The Golden Rule of Bento Culture

When I was growing up in Japan in the early 80s, I thought nothing unusual about my mother waking up at five am to prepare bento (packed meals) for the family. For my sister was a Hello Kitty bento box with a divider to separate the rice and the “okazu” (meat and veggies) of the day.

I had the stacked bento box so the flavours wouldn’t mix. My father had the heat-capturing bento so his miso soup would stay warm until lunchtime. My mother made the food presentable and neat, sometimes with cute additions such as sausages cut in the shape of an octopus.

This tradition of homemade bento is changing. Back when many engaged in farming and rice was abundant, bento was as simple as rice in a tin with a sour plum, aptly named “hinomaru” (Japanese flag) bento. Rice balls in a box was also typical. The golden rule was that it had to taste nice served cold.

Now people love the convenience of picking up piping-hot bento meals at Japan’s ubiquitous Seven-Elevens.
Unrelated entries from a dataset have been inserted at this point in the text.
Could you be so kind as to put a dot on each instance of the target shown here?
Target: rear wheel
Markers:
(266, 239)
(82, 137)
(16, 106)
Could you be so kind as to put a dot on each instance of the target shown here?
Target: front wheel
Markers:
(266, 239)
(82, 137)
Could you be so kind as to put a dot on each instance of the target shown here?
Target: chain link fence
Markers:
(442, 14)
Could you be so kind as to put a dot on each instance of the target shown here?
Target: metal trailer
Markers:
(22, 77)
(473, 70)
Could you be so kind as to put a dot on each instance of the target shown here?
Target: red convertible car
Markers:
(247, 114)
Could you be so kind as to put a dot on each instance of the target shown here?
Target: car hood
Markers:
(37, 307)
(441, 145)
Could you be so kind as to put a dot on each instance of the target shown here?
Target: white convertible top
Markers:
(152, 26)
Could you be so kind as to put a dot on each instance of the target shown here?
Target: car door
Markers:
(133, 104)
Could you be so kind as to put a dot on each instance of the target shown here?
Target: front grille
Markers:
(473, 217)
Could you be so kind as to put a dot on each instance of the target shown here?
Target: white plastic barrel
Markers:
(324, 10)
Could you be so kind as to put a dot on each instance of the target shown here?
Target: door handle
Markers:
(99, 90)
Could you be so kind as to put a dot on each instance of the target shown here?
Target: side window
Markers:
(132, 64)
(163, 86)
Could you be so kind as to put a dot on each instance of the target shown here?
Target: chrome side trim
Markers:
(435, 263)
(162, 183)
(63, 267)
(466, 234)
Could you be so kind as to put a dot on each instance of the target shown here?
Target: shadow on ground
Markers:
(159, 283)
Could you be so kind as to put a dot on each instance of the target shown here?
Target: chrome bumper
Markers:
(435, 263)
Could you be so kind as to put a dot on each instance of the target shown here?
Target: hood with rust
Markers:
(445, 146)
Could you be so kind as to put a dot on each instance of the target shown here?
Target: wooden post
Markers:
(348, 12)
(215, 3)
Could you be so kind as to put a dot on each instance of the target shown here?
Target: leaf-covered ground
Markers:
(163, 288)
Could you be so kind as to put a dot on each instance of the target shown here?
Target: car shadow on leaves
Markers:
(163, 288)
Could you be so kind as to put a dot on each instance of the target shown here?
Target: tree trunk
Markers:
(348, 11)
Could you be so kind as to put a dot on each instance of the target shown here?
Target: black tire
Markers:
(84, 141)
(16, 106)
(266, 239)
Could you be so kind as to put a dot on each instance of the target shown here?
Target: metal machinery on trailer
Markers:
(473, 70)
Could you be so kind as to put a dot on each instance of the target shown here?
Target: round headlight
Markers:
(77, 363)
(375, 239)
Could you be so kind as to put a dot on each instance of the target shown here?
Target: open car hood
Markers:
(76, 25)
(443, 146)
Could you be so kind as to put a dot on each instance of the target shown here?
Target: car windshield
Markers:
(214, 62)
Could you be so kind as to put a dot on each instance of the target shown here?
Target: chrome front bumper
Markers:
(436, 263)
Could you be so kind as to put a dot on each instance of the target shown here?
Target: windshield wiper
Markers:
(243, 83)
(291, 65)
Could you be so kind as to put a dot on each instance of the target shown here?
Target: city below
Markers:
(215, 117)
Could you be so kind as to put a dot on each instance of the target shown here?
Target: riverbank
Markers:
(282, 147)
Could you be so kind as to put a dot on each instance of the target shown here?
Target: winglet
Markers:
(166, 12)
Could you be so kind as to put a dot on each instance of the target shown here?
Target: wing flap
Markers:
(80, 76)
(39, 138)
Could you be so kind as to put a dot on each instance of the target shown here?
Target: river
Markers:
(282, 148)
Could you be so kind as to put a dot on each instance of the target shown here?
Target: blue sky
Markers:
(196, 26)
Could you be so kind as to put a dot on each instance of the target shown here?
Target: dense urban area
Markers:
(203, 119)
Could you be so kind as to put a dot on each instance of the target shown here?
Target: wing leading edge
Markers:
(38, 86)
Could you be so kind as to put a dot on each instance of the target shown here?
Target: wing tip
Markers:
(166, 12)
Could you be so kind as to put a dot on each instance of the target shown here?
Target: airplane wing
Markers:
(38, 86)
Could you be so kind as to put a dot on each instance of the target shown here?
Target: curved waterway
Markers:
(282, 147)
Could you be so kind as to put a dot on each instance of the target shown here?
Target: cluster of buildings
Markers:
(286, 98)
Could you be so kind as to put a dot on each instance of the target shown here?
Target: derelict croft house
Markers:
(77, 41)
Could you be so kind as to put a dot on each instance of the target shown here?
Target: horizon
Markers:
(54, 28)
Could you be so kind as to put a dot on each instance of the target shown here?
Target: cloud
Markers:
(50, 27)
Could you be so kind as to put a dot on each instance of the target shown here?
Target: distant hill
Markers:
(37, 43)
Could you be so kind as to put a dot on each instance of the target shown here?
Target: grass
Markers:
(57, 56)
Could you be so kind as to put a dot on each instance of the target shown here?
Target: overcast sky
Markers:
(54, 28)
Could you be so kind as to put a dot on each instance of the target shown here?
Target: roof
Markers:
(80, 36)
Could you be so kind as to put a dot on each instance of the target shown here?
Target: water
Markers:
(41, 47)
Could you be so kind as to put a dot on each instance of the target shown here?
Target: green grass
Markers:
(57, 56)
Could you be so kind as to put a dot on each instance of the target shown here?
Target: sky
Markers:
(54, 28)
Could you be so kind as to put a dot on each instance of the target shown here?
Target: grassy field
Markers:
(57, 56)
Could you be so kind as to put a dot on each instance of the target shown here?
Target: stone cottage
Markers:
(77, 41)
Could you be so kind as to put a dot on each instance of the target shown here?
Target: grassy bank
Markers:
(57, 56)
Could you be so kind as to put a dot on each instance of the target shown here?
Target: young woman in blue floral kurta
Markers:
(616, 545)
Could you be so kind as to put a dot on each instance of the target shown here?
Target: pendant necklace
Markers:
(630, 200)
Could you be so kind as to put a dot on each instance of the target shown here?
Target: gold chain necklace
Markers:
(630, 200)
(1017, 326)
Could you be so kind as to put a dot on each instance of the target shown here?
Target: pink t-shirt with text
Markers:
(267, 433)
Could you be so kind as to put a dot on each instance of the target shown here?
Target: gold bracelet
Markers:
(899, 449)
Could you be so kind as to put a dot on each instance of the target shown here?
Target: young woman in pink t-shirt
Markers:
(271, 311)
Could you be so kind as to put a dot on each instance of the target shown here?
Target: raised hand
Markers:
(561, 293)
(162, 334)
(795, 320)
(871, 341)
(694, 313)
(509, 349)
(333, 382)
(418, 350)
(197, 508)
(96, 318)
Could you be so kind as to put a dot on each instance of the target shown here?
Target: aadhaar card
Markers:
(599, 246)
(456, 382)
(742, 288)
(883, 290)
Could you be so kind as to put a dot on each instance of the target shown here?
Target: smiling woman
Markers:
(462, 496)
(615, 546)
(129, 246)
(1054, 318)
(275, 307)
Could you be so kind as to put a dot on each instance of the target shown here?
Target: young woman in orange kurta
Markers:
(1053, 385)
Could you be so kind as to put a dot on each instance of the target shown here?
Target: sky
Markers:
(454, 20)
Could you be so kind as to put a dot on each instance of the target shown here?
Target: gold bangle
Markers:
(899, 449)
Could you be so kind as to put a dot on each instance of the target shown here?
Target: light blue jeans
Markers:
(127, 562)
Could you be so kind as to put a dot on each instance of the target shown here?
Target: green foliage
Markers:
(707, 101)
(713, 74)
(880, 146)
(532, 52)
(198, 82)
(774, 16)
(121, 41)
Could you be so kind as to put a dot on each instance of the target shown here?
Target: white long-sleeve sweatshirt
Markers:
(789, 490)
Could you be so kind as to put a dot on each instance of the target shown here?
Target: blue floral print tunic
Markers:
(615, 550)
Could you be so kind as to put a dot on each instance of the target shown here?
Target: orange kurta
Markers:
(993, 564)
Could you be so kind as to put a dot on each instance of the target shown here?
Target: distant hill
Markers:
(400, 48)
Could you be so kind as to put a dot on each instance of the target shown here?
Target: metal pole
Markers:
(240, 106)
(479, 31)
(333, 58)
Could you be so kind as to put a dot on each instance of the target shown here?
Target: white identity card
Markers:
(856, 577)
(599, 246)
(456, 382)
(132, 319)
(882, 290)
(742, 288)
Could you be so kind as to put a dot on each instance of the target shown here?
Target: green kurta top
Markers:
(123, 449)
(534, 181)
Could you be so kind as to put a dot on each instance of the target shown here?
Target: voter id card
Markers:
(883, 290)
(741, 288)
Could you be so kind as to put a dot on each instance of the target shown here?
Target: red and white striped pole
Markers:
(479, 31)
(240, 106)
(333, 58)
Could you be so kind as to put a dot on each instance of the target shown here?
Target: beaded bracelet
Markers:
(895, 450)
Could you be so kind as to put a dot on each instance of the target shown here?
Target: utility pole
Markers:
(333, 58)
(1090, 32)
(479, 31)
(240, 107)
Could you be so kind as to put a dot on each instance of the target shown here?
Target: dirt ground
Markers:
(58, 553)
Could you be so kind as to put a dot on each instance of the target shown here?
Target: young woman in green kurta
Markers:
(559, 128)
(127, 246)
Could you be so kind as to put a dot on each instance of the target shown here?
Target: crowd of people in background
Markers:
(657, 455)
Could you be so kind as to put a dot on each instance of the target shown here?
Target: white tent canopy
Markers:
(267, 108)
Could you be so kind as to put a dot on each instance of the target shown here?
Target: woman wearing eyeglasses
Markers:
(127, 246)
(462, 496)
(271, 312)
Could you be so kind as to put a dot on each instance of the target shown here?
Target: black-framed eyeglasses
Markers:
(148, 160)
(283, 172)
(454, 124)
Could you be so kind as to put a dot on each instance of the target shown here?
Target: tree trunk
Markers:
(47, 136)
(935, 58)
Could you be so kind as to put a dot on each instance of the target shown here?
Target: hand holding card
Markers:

Bento trucks sell cheap and hearty bento during lunchtime in the corporate districts. When a just-married salary man brings his bento from home, he may end up being teased by his colleagues. The term “aisai” bento, meaning “Loving Wife” boxed lunch, has become a bit of a legend.

But the nation’s love affair with bento is deep-rooted. When you take the bullet train, you notice every station sells “ekiben” (station bento), its own “specialty” bento box packed with nutritious regional flavours. When mothers need to put food on the table after a long day at work, they pick up artfully packed bento boxes from the department stores. I look back and think about what my mother used to do for us every morning. How did she do it?